Sinclair User
5th October 1986
Categories: Review: Peripheral
Author: Jeff Naylor
Publisher: Red Boxes
Machine: Spectrum 48K/128K/+2/+3
Published in Sinclair User #57
Red Box Starter Pack
REDS UNDER THE BED - AND IN THE HALL
Finding truly useful purposes for computers in the home is a quest with rich rewards for those that succeed.
Chris Curry, one of the founding fathers of Acorn, has dusted off the concept of controlling the home environment and de- voted considerable skill to marketing the idea - the result is a system called Red Boxes.
The idea is you use your Spectrum to control the system which switches on and off lights, other electric things and detect's burglars etc, etc.
For £130 you can purchase a neatly packaged Red Boxes Starter Kit containing three of the aforementioned Red Boxes, a concise instruction manual and a connecting lead.
Red Leader plugs straight into the mains supply and is attached to your Spectrum via the Ear and Mic sockets, while. Red One and Two are simply plugged into any power socket in the house. Read Leader sends pulses round your house wiring to talk to Red One and Two.
Red Leader contains what can be described as a minimalist microcomputer - a 6502 CPU and 6520 support chip, backed up by a 16K Eprom and 8K of static C-MOS Ram. The rest of the board holds circuitry for communicating with the Spectrum and with the other Red Boxes by transmitting signals around the power ring main of your abode.
Red One is a power relay capable of switching on and off any mains-operated device plugged into its 13 amp three-pin socket. It plugs into any mains socket, and then the appliance you want to control plugs into Red One. Red Two contains an infra-red sensor of the type used by modern burglar alarms. Heat producing objects - like humans or an inferno - trigger it whenever they move into its field of view. Both devices contain somewhat simpler circuitry to Red Leader, but include an encoding system that gives every Red Box its own encryption number.
As Red Leader is a computer in its own right, it only needs the Spectrum as a terminal, fetching key-presses and sending characters to be displayed on the screen. For this to happen, a terminal emulation program must be loaded, which is achieved rather neatly: you enter Load "" and then switch on Red Leader, which pretends that it is a cassette recorder, sending the program to your computer.

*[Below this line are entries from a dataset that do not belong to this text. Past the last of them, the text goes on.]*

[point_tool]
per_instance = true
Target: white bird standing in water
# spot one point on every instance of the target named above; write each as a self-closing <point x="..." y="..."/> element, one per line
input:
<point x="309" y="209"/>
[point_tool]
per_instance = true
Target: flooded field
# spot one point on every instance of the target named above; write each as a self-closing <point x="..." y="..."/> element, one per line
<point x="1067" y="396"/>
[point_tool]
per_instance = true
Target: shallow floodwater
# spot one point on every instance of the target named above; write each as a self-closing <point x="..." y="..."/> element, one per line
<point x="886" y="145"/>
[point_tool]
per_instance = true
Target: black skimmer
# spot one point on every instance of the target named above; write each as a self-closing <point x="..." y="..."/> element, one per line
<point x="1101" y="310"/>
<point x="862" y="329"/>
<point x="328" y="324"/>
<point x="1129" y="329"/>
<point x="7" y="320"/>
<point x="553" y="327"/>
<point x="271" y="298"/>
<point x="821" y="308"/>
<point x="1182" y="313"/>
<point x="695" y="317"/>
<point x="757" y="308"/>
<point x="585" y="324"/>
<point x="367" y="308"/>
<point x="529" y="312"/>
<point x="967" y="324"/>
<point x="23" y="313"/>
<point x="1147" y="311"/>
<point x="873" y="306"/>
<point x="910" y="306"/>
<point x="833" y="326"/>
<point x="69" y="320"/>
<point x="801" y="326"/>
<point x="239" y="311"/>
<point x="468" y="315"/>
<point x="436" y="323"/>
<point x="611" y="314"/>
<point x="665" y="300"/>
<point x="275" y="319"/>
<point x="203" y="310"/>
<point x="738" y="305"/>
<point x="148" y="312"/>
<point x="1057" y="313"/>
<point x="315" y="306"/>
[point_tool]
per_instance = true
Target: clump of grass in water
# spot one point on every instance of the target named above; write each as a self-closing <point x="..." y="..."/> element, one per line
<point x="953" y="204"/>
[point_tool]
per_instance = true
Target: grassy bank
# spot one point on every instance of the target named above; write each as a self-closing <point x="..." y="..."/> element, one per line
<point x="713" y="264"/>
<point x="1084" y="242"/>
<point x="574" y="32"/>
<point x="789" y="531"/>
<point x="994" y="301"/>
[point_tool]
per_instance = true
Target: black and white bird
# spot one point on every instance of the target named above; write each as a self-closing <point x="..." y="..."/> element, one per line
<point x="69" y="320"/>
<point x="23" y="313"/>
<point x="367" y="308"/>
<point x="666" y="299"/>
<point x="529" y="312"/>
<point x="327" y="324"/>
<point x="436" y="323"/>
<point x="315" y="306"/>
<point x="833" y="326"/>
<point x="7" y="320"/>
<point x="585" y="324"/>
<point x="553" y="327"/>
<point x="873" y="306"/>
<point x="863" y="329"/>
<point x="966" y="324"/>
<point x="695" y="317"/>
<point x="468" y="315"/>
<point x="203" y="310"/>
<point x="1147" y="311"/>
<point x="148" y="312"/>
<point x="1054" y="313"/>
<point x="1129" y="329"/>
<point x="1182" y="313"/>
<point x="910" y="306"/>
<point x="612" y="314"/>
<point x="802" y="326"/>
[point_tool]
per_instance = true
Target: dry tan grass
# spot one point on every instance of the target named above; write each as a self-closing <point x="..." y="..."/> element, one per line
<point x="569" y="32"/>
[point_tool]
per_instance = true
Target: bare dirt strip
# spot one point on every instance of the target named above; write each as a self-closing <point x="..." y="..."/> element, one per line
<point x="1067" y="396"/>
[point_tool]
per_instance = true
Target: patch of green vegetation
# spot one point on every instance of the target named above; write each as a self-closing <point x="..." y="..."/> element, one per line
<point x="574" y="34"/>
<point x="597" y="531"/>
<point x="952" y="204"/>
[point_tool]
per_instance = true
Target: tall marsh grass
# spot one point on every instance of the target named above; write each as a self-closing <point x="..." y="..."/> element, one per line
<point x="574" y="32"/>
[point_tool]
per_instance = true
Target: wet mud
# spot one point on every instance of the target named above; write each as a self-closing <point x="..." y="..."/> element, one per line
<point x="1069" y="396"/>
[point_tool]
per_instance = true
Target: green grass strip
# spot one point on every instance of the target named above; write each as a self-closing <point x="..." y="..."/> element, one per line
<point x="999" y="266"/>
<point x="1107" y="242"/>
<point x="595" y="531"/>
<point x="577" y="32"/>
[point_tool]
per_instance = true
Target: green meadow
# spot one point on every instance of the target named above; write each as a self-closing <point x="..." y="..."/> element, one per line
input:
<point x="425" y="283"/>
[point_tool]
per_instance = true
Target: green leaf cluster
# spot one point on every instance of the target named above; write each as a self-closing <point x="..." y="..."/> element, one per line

With the Spectrum acting as a 'dumb' terminal, the system is rather reminiscent of an old teletype - very slow and accompanied by an irritating noise as the Spectrum's speak- er loudly echoes the conversation between the computers. Once programmed Red Leader can be left to its own devices, freeing your Spectrum for other use.
With the terminal software loaded, you get a menu-driven controlling program. An on-screen clock is provided along with the control options.
First you have to install each box by informing Red Leader of its type and code number. Boxes can be set On or Off or times entered when they are to be switched. Another option allows you to associate one box with another so that if the infra-red sensor is triggered, a lamp lights (so that burglars can see where they are going?)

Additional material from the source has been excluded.